I can't help but each time I visit with my newborn niece, see the fraility to her life. She is but a tiny bud, clinging dearly to the strong protective branches around her. Yet the time will come when she has unfurled into a green, lush leaf, soaking the the sweetness of the rain and the comfort of the sun. But that day will come when the firm grasp loses its power. Not by her own decision, but by decisions made by other forces, she will put out into a frontier much larger than she ever imagined. Suddenly that massive oak she was once apart of is but a speck on the horizon. Before her are thousands of oaks and pines towering above. Acres and acres of unexplored meadows unfurl before her. And at lands end, the solemn power of the ocean awaits.

I don't want to disucss the fears of leavin that oak. Rather I want to talk about the beauty of the exploration. Hearing new languages, breathing in new smells, and seeing dazzling and rare colors are explosions of sensory memories that can be experienced abroad. For me, my times abroad have brought about a understanding of the world that is hard to explain. It isn't necessarily any better than another's, but my mind has been open up to systems that I didn't know existed. I have heard ideas I never knew were real. Finally, I have been able to see life, and understand what it means, from many different lenses. There is beauty in a mural of emotions, smells, tastes, views, morals, and thoughts.

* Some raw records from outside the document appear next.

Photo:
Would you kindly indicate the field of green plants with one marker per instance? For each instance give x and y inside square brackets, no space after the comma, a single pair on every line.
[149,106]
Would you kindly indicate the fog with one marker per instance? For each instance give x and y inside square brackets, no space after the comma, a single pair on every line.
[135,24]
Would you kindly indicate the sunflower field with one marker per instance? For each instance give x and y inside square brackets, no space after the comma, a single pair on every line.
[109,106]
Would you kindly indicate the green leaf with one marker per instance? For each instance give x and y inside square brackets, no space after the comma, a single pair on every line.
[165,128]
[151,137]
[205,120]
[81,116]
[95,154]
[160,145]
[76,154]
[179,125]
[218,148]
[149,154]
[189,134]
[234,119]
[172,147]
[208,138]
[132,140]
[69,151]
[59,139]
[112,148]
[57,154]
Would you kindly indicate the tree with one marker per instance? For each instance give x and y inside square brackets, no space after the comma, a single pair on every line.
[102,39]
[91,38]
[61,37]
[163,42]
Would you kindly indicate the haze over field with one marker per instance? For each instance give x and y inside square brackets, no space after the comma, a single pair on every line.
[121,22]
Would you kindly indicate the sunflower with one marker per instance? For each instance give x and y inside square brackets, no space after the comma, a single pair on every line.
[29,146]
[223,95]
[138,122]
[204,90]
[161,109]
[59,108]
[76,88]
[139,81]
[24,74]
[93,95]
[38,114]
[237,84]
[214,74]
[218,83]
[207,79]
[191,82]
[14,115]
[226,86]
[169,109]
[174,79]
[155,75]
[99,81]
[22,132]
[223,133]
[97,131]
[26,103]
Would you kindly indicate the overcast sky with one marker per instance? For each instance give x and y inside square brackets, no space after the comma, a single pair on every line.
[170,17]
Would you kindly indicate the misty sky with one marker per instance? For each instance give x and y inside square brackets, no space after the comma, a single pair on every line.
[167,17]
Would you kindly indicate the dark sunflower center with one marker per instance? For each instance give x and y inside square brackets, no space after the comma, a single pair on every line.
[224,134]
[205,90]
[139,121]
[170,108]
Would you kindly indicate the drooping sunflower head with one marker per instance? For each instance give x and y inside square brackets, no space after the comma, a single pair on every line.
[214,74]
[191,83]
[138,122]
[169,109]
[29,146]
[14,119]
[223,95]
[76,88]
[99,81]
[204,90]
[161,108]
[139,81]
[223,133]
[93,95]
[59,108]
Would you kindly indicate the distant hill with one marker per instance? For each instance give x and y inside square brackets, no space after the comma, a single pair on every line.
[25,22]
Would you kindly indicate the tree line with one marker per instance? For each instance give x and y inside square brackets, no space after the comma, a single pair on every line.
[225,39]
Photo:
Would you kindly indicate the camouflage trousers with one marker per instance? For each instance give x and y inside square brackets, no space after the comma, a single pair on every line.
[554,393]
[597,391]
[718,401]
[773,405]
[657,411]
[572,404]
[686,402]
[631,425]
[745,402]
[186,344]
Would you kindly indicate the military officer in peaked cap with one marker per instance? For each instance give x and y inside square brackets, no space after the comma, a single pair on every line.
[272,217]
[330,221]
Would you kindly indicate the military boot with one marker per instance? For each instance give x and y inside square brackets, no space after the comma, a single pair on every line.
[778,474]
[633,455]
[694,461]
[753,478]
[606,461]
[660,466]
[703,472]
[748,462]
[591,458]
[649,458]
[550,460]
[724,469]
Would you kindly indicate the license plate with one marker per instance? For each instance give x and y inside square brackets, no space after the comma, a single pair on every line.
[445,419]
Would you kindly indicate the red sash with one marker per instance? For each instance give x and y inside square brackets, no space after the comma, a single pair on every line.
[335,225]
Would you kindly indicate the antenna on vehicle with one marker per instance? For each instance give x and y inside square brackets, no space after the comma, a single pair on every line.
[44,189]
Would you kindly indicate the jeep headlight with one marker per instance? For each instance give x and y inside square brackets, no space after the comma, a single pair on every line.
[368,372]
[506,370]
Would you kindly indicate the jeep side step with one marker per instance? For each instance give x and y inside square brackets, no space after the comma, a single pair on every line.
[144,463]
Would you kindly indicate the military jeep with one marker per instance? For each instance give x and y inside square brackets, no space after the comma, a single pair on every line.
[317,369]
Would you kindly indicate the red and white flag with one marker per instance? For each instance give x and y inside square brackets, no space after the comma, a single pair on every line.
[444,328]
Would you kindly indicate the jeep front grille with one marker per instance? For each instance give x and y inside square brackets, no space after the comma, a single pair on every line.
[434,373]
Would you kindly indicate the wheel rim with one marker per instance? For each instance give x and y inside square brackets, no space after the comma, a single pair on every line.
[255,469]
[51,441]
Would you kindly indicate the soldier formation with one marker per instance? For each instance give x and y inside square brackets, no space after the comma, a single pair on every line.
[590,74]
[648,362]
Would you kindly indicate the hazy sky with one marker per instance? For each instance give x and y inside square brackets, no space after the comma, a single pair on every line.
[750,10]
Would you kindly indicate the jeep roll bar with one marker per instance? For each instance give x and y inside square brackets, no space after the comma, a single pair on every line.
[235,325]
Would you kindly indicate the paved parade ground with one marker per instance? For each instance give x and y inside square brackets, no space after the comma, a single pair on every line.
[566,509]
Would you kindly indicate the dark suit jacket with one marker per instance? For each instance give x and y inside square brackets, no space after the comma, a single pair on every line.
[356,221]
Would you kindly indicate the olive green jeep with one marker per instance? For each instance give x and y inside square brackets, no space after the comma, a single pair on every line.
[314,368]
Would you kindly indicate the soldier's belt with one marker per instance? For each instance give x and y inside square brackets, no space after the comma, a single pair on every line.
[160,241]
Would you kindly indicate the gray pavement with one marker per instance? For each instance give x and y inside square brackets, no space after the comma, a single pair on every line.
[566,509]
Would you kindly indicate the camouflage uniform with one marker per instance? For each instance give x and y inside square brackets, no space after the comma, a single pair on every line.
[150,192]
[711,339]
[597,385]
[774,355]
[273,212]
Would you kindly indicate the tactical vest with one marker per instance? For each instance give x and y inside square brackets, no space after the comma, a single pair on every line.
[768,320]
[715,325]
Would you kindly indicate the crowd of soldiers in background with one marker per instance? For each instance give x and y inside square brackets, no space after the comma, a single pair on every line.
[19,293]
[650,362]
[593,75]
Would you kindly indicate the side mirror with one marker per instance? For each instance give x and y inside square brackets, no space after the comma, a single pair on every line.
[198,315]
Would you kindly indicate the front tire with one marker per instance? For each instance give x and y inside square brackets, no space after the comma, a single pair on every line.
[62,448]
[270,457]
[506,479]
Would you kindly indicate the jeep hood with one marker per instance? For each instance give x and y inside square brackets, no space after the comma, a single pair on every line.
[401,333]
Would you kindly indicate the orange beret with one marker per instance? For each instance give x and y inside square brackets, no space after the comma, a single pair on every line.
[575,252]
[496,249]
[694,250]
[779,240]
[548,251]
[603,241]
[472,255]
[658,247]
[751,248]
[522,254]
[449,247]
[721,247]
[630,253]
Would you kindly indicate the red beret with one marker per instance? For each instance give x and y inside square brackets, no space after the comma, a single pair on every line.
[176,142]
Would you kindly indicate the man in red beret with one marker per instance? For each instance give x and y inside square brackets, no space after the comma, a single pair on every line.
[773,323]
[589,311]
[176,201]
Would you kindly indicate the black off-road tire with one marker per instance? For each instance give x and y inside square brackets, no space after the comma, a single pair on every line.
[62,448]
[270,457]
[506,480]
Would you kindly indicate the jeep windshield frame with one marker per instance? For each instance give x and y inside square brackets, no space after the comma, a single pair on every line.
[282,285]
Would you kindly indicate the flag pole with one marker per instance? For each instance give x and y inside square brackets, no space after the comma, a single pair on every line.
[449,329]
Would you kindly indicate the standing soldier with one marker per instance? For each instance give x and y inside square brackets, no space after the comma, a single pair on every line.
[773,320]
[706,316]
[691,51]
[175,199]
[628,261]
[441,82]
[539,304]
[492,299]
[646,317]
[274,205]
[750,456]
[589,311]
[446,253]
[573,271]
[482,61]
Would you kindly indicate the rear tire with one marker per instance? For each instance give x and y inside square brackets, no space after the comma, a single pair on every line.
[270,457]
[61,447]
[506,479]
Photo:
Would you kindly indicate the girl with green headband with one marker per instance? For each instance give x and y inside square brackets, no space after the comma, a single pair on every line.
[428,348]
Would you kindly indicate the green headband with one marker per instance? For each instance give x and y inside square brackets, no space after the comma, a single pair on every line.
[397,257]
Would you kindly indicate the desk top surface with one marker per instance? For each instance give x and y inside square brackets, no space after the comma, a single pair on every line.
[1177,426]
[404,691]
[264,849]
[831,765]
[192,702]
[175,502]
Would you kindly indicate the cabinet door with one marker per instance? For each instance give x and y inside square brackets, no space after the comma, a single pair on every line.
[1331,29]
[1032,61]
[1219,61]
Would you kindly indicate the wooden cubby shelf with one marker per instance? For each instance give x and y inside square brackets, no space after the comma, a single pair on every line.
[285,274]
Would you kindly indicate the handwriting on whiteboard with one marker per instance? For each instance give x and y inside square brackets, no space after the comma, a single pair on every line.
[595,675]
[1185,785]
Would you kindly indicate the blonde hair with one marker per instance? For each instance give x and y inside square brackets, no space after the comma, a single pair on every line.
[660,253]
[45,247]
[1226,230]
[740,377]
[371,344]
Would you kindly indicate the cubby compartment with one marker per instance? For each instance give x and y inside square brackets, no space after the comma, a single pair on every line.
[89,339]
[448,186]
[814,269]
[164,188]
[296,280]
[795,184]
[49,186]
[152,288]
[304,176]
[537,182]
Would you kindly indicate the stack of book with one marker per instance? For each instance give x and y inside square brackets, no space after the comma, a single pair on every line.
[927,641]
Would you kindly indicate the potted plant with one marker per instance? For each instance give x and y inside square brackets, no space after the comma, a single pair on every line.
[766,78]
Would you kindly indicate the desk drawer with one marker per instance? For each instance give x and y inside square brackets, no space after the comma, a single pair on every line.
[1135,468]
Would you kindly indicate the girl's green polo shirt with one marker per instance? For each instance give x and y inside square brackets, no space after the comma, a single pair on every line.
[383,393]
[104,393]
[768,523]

No, I am not a universalist. My core morals and values remain. But they remain in a much modified way. For example, my idea of relationships has transformed over the years. I still value friendships, but suddenly a friendship isn't necessarily a relationship built over time. Rather, my time abroad has forced me to trust people earlier, to reach out faster, and to connect better. I know have good friends in Washington state, Ghana, Holland, Australia, the UK, the Dominican Republic, Nicaragua, Massachusettes, and California. I have known some but for a total a four weeks. But they are stil friends.

Many of us are full grown leaves. Yet unbeknownst to us, we are beyond our prime. Our bodies have been aching to leave the oak. Take the risk, and explore. Be rewarded in ways no one could for see. It is worth it. Life is out there. Breathe it in.